FedSelect: Customized Selection of Parameters for Fine-Tuning during Personalized Federated Learning
Rishub Tamirisa, John Won, Chengjun Lu, Ron Arel, Andy Zhou
TL;DR
FedSelect addresses the challenge of data heterogeneity in personalized federated learning by jointly personalizing client subnetworks and weights. It introduces GradLTN, a gradient-based lottery-ticket method that identifies a subnetwork to fine-tune locally while freezing the rest for global aggregation, and LocalAlt to perform alternating updates guided by the discovered masks. The approach achieves state-of-the-art mean accuracies on CIFAR-10 in a low-client, full-participation setting, with higher personalization rates $p$ generally reducing communication while preserving global knowledge. These results suggest that fine-grained parameter-level personalization, rather than layer-wise personalization, better preserves global knowledge and adapts to local distributions. The work opens avenues for applying parameter-level subnetworks to other non-IID FL benchmarks and exploring broader datasets.
Abstract
Recent advancements in federated learning (FL) seek to increase client-level performance by fine-tuning client parameters on local data or personalizing architectures for the local task. Existing methods for such personalization either prune a global model or fine-tune a global model on a local client distribution.
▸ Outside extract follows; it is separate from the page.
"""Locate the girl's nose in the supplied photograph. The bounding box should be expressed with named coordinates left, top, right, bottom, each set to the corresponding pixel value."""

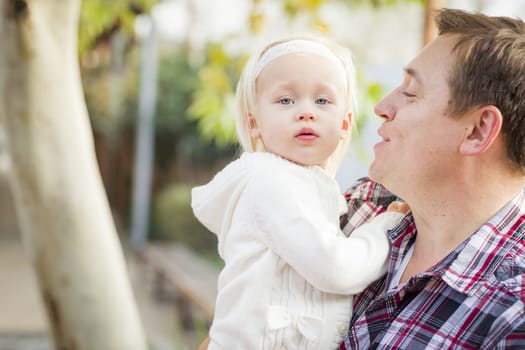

However, these existing methods either personalize at the expense of retaining important global knowledge, or predetermine network layers for fine-tuning, resulting in suboptimal storage of global knowledge within client models. Enlightened by the lottery ticket hypothesis, we first introduce a hypothesis for finding optimal client subnetworks to locally fine-tune while leaving the rest of the parameters frozen. We then propose a novel FL framework, FedSelect, using this procedure that directly personalizes both client subnetwork structure and parameters, via the simultaneous discovery of optimal parameters for personalization and the rest of parameters for global aggregation during training. We show that this method achieves promising results on CIFAR-10.